Monday, May 25, 2015

Milkweed -Jerry Spinelli(Literary Luminary) #6

For this literature circles meeting, our group finally finished the book Milkweed by Jerry Spinelli by reading the last 70 pages. My position was the Literary Luminary, so I chose 5 paragraphs/sentences that seemed interesting from this section.

1. (Third paragraph of 163p.) And then I noticed that it was only cracked, not broken apart. There was no yellow seeping into the snow. I didn't understand. An egg that cracked but didn't break. It was a miracle!

Misha, in the text, had just said that he was heartbroken because the egg was cracked, and now he is relieved and shocked that it didn't break apart. Reading this paragraph, my heart went through ease, compassion, and adore. I was relieved as well as Misha, because I also thought the egg was spoiled due to Misha's explanations. I felt compassion and adore as I found the innocence of a poor little child who doesn't know what a hard-boiled egg is. He thinks it's just a miracle that an egg cracked yet didn't break.

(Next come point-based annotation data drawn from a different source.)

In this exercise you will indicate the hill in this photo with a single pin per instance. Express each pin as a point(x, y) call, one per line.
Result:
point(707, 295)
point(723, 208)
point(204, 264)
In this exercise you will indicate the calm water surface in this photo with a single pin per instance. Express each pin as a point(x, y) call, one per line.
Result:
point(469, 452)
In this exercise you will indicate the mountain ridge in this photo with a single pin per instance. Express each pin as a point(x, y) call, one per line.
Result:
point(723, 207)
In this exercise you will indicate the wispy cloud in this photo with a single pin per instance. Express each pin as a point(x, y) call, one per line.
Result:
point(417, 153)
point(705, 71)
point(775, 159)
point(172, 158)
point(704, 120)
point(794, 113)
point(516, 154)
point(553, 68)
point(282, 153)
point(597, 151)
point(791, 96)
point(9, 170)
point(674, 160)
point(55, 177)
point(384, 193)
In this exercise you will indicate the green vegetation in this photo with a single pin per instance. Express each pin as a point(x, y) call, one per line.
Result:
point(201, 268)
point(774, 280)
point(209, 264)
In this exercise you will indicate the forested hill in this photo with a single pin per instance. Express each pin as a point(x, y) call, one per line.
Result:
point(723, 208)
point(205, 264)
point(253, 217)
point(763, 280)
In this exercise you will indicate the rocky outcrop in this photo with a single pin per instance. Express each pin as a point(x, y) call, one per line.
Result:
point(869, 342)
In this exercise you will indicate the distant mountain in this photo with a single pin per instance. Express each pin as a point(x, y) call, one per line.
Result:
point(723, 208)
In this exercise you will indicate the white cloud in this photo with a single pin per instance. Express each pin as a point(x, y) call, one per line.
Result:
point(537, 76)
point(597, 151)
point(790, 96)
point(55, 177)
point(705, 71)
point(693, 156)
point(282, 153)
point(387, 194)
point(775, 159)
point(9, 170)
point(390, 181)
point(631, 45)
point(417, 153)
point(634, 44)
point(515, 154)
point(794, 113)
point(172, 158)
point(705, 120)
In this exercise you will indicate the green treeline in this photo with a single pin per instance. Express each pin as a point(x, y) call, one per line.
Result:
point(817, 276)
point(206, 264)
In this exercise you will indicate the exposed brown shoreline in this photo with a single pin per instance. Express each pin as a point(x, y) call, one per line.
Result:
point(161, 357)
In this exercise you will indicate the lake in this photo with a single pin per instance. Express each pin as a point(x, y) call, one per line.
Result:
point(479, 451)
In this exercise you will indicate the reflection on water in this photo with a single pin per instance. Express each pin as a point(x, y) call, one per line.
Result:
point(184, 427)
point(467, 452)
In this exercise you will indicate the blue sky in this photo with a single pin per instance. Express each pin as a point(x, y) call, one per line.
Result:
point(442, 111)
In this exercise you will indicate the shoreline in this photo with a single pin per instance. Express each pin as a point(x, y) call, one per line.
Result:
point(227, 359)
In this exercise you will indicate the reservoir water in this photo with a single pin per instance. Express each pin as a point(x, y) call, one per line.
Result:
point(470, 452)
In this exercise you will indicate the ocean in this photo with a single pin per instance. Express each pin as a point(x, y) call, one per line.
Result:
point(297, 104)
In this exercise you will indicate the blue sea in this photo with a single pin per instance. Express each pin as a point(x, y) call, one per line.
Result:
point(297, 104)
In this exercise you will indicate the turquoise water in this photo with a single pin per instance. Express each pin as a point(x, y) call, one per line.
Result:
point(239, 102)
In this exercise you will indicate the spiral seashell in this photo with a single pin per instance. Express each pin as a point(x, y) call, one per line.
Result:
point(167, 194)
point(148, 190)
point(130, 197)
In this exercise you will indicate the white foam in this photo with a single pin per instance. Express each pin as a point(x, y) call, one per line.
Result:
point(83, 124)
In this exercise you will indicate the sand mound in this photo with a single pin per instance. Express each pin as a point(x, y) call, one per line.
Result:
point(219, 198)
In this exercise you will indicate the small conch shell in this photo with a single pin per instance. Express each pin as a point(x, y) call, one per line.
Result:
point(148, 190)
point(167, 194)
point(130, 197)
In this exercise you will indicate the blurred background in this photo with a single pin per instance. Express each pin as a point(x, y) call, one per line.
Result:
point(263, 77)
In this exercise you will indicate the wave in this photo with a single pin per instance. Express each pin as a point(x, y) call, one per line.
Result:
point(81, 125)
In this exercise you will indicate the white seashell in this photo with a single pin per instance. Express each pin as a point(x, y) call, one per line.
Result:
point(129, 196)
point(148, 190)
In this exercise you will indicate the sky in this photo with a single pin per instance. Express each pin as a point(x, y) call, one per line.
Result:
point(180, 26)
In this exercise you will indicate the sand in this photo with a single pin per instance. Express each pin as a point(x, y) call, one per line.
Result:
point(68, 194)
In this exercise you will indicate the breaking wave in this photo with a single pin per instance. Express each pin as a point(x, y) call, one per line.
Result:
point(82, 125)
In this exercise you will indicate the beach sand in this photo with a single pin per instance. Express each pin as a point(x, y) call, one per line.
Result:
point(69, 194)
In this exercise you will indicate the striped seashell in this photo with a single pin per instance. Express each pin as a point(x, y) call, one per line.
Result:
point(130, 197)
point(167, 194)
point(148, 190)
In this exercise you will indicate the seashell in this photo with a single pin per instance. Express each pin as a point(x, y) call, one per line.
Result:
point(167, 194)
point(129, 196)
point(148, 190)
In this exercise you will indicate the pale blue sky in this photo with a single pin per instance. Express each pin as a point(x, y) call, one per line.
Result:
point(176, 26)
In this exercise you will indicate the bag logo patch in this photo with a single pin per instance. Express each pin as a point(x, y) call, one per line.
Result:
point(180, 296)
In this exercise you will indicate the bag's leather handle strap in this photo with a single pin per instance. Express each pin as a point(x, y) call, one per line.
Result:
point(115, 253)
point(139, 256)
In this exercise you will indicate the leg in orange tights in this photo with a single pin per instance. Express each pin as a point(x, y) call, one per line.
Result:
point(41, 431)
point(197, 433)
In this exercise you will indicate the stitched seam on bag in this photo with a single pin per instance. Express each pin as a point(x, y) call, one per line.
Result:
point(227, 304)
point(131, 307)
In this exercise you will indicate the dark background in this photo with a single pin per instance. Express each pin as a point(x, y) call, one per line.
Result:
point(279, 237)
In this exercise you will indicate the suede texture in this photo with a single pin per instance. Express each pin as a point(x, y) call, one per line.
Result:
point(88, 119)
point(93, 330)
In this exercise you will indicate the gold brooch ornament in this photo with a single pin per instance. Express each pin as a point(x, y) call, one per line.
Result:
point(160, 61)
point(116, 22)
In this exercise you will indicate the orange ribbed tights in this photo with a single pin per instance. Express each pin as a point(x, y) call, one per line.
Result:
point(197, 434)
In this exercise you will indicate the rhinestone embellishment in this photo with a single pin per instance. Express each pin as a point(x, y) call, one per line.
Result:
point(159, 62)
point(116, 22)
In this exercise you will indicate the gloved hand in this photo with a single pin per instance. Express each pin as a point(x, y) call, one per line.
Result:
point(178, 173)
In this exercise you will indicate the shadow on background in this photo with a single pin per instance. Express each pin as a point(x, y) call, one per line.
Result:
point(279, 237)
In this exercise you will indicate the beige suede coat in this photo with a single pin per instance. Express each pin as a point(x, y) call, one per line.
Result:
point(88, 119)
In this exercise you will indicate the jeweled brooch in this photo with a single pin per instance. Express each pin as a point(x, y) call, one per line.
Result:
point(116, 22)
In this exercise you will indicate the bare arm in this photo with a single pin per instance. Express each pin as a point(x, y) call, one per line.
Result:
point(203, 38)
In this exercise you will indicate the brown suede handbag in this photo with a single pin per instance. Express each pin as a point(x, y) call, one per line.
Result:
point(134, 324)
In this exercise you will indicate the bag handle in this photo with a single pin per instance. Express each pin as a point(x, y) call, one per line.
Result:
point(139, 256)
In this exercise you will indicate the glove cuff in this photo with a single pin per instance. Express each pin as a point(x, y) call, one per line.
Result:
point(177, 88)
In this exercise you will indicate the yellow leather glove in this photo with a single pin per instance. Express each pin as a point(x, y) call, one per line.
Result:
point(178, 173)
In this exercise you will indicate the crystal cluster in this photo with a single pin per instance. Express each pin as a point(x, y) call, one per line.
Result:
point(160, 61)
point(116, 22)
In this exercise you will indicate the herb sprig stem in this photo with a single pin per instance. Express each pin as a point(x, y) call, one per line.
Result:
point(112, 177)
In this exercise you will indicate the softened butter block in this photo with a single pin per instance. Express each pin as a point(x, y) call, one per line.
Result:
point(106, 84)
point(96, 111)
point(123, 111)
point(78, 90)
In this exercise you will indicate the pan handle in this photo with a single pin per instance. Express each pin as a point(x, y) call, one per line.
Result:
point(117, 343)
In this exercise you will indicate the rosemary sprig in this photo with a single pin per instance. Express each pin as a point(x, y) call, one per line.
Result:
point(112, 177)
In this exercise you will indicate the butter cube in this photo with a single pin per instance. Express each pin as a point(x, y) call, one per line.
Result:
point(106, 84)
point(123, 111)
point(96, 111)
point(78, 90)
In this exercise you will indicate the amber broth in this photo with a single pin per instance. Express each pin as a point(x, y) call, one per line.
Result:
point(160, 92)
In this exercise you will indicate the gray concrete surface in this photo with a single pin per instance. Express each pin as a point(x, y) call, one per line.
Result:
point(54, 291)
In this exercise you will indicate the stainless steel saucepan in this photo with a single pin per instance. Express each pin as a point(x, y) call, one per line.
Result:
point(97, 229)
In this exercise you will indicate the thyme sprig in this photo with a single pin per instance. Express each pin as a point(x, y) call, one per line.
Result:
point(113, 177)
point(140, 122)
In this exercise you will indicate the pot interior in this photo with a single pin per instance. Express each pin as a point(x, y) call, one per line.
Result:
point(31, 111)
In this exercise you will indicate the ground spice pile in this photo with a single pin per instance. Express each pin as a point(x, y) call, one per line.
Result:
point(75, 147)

2. (Last paragraph of 169p.) "I have to go," he said. "Here." He gave me the rest of the pickle. He stepped back. He stared at me up and down. He wagged his head. He looked sad. "Darker than ever." He spit on his finger and rubbed my cheek. "Before you go, find some water and wash your face." He reached into a rubble of bricks and pulled out a handful of white dust. "See this? Rub your face with it. Your hands." He washed my hands in the dust. They became whiter than his. "See? Before you go"-pointing to my armband-"take off that thing." He grabbed my hair and shook my head until I was dizzy. "Do not look at anyone. Do not stop for anything. You are not a Jew. You are not a Gypsy. You are nobody." He slapped my face. "Say it."

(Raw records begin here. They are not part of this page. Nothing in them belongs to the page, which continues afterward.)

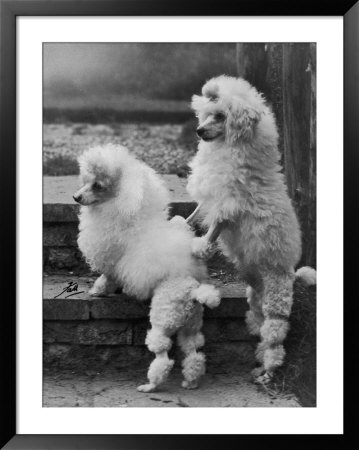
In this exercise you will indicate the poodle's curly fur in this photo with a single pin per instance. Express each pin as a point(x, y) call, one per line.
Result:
point(238, 183)
point(125, 235)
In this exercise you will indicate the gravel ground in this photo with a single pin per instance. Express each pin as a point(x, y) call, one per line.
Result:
point(167, 148)
point(224, 387)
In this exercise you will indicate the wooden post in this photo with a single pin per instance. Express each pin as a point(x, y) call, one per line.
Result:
point(299, 133)
point(286, 74)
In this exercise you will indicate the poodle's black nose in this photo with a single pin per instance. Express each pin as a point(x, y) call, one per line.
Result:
point(200, 131)
point(77, 198)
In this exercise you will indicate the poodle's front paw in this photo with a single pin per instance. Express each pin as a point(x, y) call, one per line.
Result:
point(94, 292)
point(190, 384)
point(261, 376)
point(201, 247)
point(102, 287)
point(266, 378)
point(178, 220)
point(257, 372)
point(150, 387)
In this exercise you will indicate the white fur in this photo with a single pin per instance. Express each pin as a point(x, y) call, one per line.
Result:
point(125, 235)
point(308, 275)
point(238, 182)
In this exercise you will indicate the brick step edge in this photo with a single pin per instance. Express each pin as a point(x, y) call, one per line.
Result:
point(83, 307)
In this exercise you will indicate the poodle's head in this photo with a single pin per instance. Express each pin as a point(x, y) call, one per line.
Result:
point(228, 110)
point(110, 172)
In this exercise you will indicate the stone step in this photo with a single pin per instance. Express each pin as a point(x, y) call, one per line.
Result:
point(85, 331)
point(80, 306)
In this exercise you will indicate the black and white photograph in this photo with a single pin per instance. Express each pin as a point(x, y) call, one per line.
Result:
point(179, 224)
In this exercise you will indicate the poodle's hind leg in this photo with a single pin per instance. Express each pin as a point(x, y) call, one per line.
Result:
point(277, 305)
point(254, 316)
point(102, 287)
point(159, 343)
point(194, 363)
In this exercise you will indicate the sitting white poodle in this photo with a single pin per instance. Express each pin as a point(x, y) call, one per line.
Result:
point(242, 197)
point(126, 236)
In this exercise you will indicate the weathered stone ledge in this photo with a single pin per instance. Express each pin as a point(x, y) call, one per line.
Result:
point(119, 306)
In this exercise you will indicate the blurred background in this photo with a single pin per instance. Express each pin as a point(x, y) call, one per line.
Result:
point(138, 95)
point(134, 94)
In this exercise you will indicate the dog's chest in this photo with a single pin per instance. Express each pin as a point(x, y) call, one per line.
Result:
point(216, 175)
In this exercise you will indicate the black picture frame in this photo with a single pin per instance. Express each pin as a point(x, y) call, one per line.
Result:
point(10, 9)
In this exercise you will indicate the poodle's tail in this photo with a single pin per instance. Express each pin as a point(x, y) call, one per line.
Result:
point(207, 295)
point(308, 275)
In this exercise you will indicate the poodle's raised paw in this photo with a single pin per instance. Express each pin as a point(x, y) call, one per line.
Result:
point(150, 387)
point(178, 220)
point(190, 384)
point(257, 372)
point(201, 247)
point(263, 379)
point(102, 287)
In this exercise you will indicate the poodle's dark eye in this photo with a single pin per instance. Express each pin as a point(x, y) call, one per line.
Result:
point(219, 116)
point(97, 186)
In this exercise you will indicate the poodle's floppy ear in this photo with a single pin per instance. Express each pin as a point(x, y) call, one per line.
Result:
point(131, 193)
point(241, 122)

In the paragraph above, I can feel the love of Uri for Misha. I was touched because Uri kept on warning and making orders for him to survive when he goes away, yet never crying and being firm and straightforward. I would like to have a friend who knows about the world better than I do, who cares for me a lot, and who can make me emotional by ordering-just like Uri.

3. (Sentences of 90p.) Buffo was there, smiling, waiting for me. I could smell the mint. The blue man rode the merry-go-round to the tootling music. I saw bodies wrapped in newspaper floating above the sidewalks. I felt Uri smack me in the head and call me stupid. I saw Himmler's car snap his heels together and salute me and say, "Hanukkah!" I saw the orphans. They were marching down the tracks, led by Doctor Korczak. The orphans were marching and singing, their shoes all hitting the ground at once, and the oven door opened, and into the oven they went, heads held high, marching and singing. Every day I heard Kuba laughing. Every day I looked for Janina and every day she was there. I was used to her constant presence, to her mimicking everything I did. I kept glancing around to see myself repeated, but there was only me.

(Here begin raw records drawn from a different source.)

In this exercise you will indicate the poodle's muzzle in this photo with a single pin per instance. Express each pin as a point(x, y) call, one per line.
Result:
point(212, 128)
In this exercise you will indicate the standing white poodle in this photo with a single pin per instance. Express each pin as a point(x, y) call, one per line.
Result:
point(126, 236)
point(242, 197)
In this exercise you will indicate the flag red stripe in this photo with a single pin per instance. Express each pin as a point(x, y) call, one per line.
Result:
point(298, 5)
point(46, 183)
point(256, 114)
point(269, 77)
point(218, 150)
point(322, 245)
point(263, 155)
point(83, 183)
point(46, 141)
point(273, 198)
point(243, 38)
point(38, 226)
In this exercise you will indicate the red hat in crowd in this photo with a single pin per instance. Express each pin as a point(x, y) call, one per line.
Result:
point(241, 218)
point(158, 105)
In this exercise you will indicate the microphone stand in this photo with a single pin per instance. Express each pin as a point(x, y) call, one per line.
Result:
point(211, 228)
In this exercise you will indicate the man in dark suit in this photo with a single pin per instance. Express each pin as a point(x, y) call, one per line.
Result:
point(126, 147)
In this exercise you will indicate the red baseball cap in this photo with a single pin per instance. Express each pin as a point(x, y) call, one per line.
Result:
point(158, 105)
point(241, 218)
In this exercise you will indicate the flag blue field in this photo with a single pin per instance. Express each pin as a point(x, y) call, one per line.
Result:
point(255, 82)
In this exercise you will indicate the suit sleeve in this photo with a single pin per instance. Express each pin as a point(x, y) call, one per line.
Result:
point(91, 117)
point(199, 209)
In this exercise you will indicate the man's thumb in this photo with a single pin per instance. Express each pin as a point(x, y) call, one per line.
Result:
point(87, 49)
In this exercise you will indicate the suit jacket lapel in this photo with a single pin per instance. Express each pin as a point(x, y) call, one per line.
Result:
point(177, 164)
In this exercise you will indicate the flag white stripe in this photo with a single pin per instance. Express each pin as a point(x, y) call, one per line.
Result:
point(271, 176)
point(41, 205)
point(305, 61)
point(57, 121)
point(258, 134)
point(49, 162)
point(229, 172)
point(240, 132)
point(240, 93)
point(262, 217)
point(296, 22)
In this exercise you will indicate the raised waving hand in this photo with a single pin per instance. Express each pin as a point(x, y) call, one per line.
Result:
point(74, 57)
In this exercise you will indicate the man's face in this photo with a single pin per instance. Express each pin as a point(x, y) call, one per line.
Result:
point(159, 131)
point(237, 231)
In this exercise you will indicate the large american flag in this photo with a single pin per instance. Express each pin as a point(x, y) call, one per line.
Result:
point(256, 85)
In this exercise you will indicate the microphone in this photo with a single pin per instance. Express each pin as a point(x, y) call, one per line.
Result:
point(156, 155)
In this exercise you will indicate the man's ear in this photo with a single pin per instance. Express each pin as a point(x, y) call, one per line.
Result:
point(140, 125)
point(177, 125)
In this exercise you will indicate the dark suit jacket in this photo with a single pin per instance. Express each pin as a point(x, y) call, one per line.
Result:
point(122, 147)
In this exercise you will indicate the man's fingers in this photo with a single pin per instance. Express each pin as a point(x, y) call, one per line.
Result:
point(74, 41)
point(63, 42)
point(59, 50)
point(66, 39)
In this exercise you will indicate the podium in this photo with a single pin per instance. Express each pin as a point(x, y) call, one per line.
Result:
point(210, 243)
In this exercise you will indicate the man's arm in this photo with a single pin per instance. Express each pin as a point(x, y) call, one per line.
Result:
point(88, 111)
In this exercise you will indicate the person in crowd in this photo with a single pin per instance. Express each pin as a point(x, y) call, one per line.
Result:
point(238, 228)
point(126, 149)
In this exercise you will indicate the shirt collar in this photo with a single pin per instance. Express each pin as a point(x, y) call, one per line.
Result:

These sentences showed how much Misha misses all of his friends, even his enemy friends. I felt bad for Misha because he was going through a situation where he wakes up one day and realize that everybody is gone and he probably won't be able to see anyone again...when he doesn't deserve it. If this ever happened to me, I would likely be crying and crying, thinking about my friends and questioning my rights.

4. (Second paragraph of 197p.) Standing in the silent dust, I understood at last what Uri had done and what he had saved me from. I understood that the Uri I knew-the real Uri-was not the one the Nazis knew. I smiled to think of him on the last day, once again in his own clothes, shaking his fist at the oncoming tanks, his red hair flaring, invisible no more, calling all the world's attention to himself.

This paragraph made my emotions fill up my heart and my tears roll down my cheeks. It was the moment when Misha, eventually after years, understand what Uri was trying to do, why Uri was so fierce and urgent, and how Uri helped him. He is recalling Uri in his familiar look, and that made me cry so much. It made me be in Misha's point of view and undergo the similar feeling he did in that part of the book.

5. (Last paragraph of this book) I rock. I smile. I close my eyes. I think of all the voices that have told me who I have been, the names I've had. Call me thief. Call me stupid. Call me Gypsy. Call me Jew. Call me one-eared Jack. I don't care. Empty-handed victims once told me who I was. Then Uri told me. Then an armband. Then an immigration officer. And now this little girl in my lap, this little girl whose call silences the tramping Jackboots. Her voice will be the last. I was. Now I am. I am...Poppynoodle.


As this paragraph ends the book, I have some aspects that I like about it and some that I don't. I was very satisfied about how it shows the theme of this book which is identity, and how it skims through the whole book using Misha's constant changes in his name. However, I didn't like the last sentence. I understand that 'Poppynoodle' is what his granddaughter calls him and how it's his new name, but if it was me, I would make a less funny name rather than 'Poppynoodle'. I can see that the last sentence was supposed to be very heavy and powerful. But 'Poppynoodle' sounds more like an entertaining nickname rather than his last name in his life before he dies.